Warning

Levante is not yet fully available. Please check regularly which limitations to expect.

MPI Runtime Settings

Modern MPI library implementations provide a large number of user-configurable parameters and algorithms for performance tuning. Although the local configuration of MPI libraries is initially performed by vendor to match the characteristics of the cluster, the performance of a specific application can often be further improved by up to 15% by optimal choice of tunable parametes.

Since tuning options are specific to an MPI library and application, the recommendation for MPI runtime setting below are just a starting point for each version.

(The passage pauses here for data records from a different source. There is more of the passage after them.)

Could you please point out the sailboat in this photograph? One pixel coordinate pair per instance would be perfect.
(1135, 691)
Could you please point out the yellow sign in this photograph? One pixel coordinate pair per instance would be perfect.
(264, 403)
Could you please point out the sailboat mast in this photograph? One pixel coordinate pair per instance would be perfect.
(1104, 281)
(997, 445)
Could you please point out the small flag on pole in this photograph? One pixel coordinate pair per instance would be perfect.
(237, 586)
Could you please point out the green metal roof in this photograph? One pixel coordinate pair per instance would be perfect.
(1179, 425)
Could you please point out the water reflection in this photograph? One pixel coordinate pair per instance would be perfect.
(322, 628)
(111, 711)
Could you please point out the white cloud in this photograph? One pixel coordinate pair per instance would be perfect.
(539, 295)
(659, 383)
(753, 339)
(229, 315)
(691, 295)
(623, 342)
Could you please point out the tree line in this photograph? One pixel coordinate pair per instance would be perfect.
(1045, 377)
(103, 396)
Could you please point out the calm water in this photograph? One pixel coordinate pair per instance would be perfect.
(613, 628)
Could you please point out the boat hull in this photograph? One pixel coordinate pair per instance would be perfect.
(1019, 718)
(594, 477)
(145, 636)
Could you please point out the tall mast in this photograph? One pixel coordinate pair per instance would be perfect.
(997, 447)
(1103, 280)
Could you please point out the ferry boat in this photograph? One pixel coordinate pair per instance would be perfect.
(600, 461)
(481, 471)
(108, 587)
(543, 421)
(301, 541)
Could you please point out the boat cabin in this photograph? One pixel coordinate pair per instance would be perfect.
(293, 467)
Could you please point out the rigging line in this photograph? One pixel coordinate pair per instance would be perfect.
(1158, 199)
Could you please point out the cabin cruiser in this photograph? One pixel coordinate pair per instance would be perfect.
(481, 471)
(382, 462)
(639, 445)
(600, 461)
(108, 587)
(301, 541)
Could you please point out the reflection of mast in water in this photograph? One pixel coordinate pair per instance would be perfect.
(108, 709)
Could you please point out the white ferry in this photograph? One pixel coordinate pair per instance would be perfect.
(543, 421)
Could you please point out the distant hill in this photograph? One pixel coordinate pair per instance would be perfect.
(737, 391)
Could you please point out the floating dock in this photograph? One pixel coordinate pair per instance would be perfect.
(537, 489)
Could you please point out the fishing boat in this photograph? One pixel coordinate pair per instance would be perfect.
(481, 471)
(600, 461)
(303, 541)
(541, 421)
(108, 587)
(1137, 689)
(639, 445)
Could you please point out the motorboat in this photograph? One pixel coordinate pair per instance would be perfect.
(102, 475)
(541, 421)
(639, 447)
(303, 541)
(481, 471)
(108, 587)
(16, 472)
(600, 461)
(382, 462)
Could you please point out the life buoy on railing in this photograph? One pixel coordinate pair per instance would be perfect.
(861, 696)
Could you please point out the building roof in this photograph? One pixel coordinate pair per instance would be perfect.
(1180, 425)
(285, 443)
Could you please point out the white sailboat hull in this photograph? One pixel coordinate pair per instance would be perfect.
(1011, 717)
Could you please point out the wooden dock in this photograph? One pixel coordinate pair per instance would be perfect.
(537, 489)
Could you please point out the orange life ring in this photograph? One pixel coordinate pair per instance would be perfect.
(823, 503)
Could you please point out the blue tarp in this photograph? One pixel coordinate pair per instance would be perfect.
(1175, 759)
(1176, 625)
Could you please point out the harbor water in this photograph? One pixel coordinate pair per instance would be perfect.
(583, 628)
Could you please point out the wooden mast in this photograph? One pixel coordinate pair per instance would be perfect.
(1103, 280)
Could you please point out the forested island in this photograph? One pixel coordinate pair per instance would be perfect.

OpenMPI based MPI libraries

OpenMPI 4.0.0 and later

As a minimal environmental setting we recommend the following to make use of the UCX toolkit. This is just a starting point, users will have to tune the environment depending on the used application.

export OMPI_MCA_pml="ucx"
export OMPI_MCA_btl=self
export OMPI_MCA_osc="pt2pt"
export UCX_IB_ADDR_TYPE=ib_global
# for most runs one may or may not want to disable HCOLL
export OMPI_MCA_coll="^ml,hcoll"
export OMPI_MCA_coll_hcoll_enable="0"
export HCOLL_ENABLE_MCAST_ALL="0"
export HCOLL_MAIN_IB=mlx5_0:1
export UCX_NET_DEVICES=mlx5_0:1
export UCX_TLS=mm,knem,cma,dc_mlx5,dc_x,self
export UCX_UNIFIED_MODE=y
export HDF5_USE_FILE_LOCKING=FALSE
export OMPI_MCA_io="romio321"
export UCX_HANDLE_ERRORS=bt

The ompi_info tool can be used to get detailed information about OpenMPI installation and local configuration:

ompi_info --all

All MPIs

Unlimited stack size might have negative influence on performance - better use the actually needed amount, e.g.

ulimit -s 102400       # using bash

It is also recommended to disable core file generation if it is not needed for debugging purposes.

ulimit -c 0    # using bash